Tuesday, February 19, 2008
FY2009 Proposed Budget Released
The President’s FY2009 budget proposes to freeze National Institutes of Health (NIH) funding at $28.9 billion, the same level provided in FY2008. If this budget is enacted, it will be the sixth straight year of flat funding and the agency will have lost 13.4 percent of purchasing power since the end of the doubling in 2003. Main points include:
- The Common Fund, which supports collaborative, trans-NIH biomedical research efforts, receives $534 million, a 38 million (7.7 percent) increase, including:
- $46 million for new cross-cutting initiatives, such as the epigenomics project, a study of stable genetic modifications and their relationship to disease.
- $56 million for New Innovator Awards.
- The NIH proposed budget also includes $71 million for the Pathway to Independence program, which will support approximately 170 new awards for a total of 500 awardees. This program seeks to ensure the pipeline of new investigators is maintained. The proposed budget also:
- Includes modest stipend increases of 1 percent for pre- and post-doctoral fellows.
- Would support 15,523 research project grants, or 14 fewer new and competing grants than FY2008.
National Science Foundation
The agencies and programs included in the President’s American Competitiveness Initiative (ACI) fared well, as expected. As the last budget cycle left the National Science Foundation (NSF) with a meager increase and the Biological Sciences Directorate essentially flat-funded, the President’s proposed budget should be considered two years worth of increases, according to NSF Assistant Director for Biological Sciences Jim Collins.

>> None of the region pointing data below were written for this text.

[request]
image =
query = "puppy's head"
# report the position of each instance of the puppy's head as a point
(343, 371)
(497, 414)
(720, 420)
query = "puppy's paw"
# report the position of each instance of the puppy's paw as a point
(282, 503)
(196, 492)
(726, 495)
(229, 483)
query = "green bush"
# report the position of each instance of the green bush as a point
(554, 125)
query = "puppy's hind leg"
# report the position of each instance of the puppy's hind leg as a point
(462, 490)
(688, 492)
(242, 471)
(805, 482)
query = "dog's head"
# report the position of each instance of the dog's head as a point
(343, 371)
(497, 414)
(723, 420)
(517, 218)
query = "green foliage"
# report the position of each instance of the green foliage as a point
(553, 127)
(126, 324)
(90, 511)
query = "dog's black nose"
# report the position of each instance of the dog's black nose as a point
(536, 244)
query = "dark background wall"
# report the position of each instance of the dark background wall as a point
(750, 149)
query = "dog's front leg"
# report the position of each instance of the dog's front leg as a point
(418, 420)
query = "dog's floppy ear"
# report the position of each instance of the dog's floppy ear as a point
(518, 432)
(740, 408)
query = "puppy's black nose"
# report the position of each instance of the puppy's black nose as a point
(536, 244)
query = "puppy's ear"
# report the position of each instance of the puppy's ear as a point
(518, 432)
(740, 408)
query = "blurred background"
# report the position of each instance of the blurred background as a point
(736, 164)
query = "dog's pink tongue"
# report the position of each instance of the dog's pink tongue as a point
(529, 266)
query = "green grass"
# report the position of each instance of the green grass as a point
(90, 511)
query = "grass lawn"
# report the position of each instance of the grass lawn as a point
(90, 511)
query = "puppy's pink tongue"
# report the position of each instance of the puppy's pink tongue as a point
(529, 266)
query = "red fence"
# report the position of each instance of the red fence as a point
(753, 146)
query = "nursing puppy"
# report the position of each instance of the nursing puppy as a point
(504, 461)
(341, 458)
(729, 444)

Main points include:
- FY2009 budget includes $6.85 billion for NSF, an increase of 13.0 percent.
- Biological Sciences Directorate, home to almost all neuroscience research at NSF, would receive a 10.3 percent increase over FY2008 for total funding of $675 million.
- Education and Human Resources (EHR) directorate is proposed for an 8.9 percent increase to $790.4 million. EHR, formerly a target for cuts by the President, funds most federally-supported K-12 science education programs.
- Budget establishes the Adaptive Systems Technology (AST) program, a new four-year initiative, and proposes $3.49 million in FY2009, with nearly all the funding allocated to basic research in neuroscience.